Entre le président Alpha Condé et ses opposants, la course est désormais engagée. Coup sur coup, le chef de l’Etat vient de reporter les législatives au 1er mars, de programmer le référendum à la même date et de fixer la période de la campagne relative au référendum. En face, ceux qui sont hostiles à la nouvelle constitution, dans ce qui ressemble à un dernier baroud d’honneur, viennent de relancer la série de manifestations hebdomadaires qu’ils avaient mise en pause, à la suite de la doléance des religieux. Une bataille que la communauté internationale avait jusqu’ici observée avec une relative prudence. Mais vu que l’on est désormais dans la ligne droite vers l’adoption de la nouvelle constitution, quelques-uns des acteurs de cette communauté internationale, commencent à se manifester. Même si les prises de positions demeurent plutôt ambiguës. C’est le cas notamment de l’Union européenne et des Etats-Unis qui, ce vendredi, se sont fendus de communiqué évoquant explicitement la double échéance de début mars.
Au nom de l’Oncle Sam, c’est le secrétariat d’Etat en personne qui s’est exprimé via un communiqué, dans lequel il fait part de sa « préoccupation » par rapport aux législatives et au référendum constitutionnel du 1er mars 2020. Le chef de la diplomatie américaine faisant notamment valoir ses doutes quant au caractère « équitable et transparent » du processus électoral dont il demande par ailleurs s’il « reflétera fidèlement la volonté de tous les électeurs éligibles ». Eu égard à ses doutes, Mike Pompeo dit exhorter les parties à engager un dialogue civil non violent. Surtout, au gouvernement, il suggère la mise en œuvre des « recommandations des Nations unies concernant les listes électorales » et le respect de « son engagement en faveur d’une consultation nationale inclusive sur la nouvelle constitution ». Le secrétaire d’Etat américain rappelant au passage que « la violence, la répression et l’intimidation politique n’ont pas leur place dans une démocratie »
Aux manifestants, de quels que bords qu’ils soient, Mike Pompéo les invite à s’abstenir de la violence. Cependant, aux forces de défense et de sécurité, il leur demande de respecter les « droits de tous les citoyens à participer à des manifestations pacifiques ». Sur ce même registre, Mike Pompéo demande au gouvernement « d’enquêter pleinement sur tous les décès liés aux manifestations et de rendre publics les résultats de ces enquêtes ».
Abordant par ailleurs la question de fond qui est celle de savoir si à la suite de l’adoption éventuelle de la nouvelle constitution, le président Alpha Condé s’en prévaudra pour demander un nouveau mandat à la tête du pays, le secrétaire d’Etat américain s’en tient à la déclaration qu’il avait directement faite au président guinéen lors de la dernière visite que ce dernier a effectuée aux Etats-Unis. « Comme je l’ai indiqué au président Condé en septembre 2019 lors de sa visite à Washington, les États-Unis soutiennent fermement les transitions régulières et démocratiques du pouvoir », écrit-il en conséquence dans son communiqué.
Le communiqué de l’Union européenne, quant à lui, est moins osé.
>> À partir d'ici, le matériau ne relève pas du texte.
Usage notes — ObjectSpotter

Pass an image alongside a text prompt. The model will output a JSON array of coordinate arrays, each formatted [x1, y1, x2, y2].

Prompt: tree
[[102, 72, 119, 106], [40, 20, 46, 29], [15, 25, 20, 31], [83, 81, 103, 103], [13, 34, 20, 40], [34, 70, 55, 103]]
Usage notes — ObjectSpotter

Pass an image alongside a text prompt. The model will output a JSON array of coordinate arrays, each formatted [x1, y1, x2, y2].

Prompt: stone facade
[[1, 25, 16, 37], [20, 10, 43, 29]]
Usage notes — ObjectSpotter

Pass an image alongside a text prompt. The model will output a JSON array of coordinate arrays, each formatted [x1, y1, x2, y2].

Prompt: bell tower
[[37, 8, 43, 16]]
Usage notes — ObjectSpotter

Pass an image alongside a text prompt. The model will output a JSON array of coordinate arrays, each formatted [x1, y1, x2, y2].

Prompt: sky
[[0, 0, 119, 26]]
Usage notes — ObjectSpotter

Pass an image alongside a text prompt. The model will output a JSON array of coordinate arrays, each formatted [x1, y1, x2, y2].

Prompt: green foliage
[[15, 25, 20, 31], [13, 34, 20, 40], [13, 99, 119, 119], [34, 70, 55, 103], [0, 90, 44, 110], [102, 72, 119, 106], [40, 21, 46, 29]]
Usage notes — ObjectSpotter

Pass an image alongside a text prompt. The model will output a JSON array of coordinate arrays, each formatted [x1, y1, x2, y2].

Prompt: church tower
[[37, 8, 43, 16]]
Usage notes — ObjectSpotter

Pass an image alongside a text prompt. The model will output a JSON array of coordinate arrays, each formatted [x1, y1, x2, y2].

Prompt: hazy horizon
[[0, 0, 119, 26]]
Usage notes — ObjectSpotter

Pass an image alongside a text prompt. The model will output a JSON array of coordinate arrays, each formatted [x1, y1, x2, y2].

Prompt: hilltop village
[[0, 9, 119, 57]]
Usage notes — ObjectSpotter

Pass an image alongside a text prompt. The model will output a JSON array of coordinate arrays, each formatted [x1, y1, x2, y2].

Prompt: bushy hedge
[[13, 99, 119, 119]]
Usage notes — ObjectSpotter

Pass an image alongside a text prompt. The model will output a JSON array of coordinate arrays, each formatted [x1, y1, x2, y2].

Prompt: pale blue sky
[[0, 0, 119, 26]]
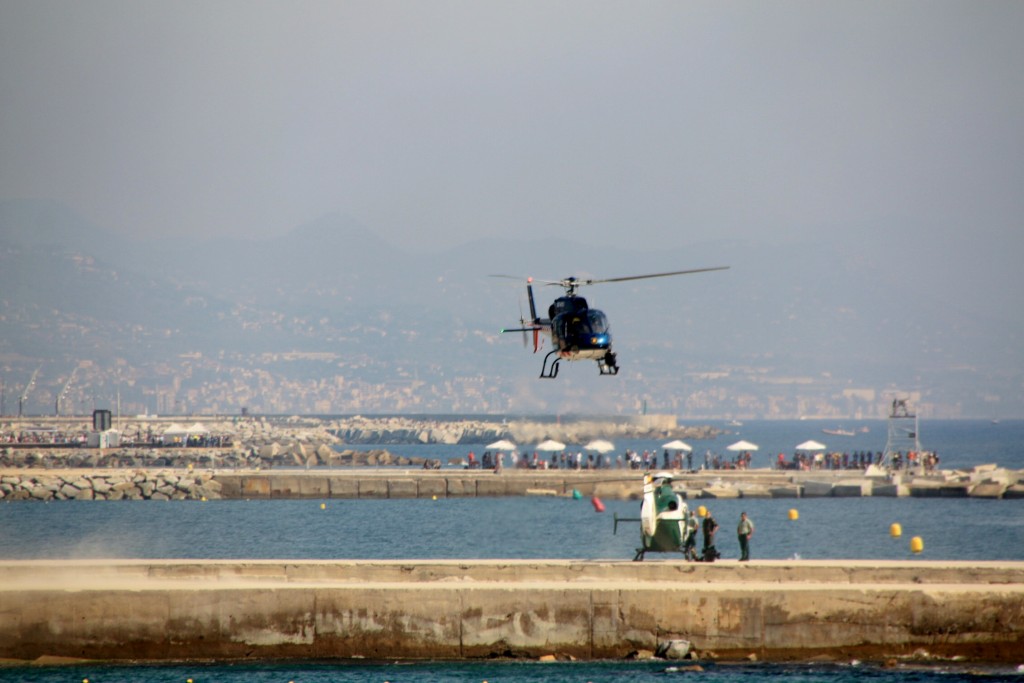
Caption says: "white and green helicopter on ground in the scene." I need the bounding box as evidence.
[612,472,696,562]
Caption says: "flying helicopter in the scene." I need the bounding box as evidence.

Certes, l’Europe des 27, entretenant des relations plus étroites avec la Guinée, notent d’une part que « les préparatifs du processus électoral et la décision de coupler les élections législatives du 1er mars 2020 à un référendum constitutionnel divisent profondément le pays », et de l’autre que, « de graves faits de violences ont déjà pu être observés dans ce contexte ». Par ailleurs, elle appelle à un « dialogue inclusif », en vue de s’assurer des « conditions de transparence et d’inclusivité, ainsi que du respect du cadre régissant les élections ». Cependant, l’UE est de loin plus ambiguë, quand elle se borne à déclarer : « L’unité et la paix en Guinée doivent prévaloir sur les intérêts partisans ».
Il y a que, pour le moment, ces déclarations plutôt mesurées, ne semblent pas désarçonner le président Alpha Condé. Celui-ci, porté par on ne sait quelle sérénité, continue de dérouler son chronogramme, comme si de rien n’était. Alors même que de nombreux observateurs s’interrogent sur comment se passera la journée électorale du 1er mars. Les uns et les autres se demandant notamment si le double scrutin sera effectif sur l’ensemble du territoire national et quelles incidences de probables violences auront sur la validité des résultats qui en émaneront.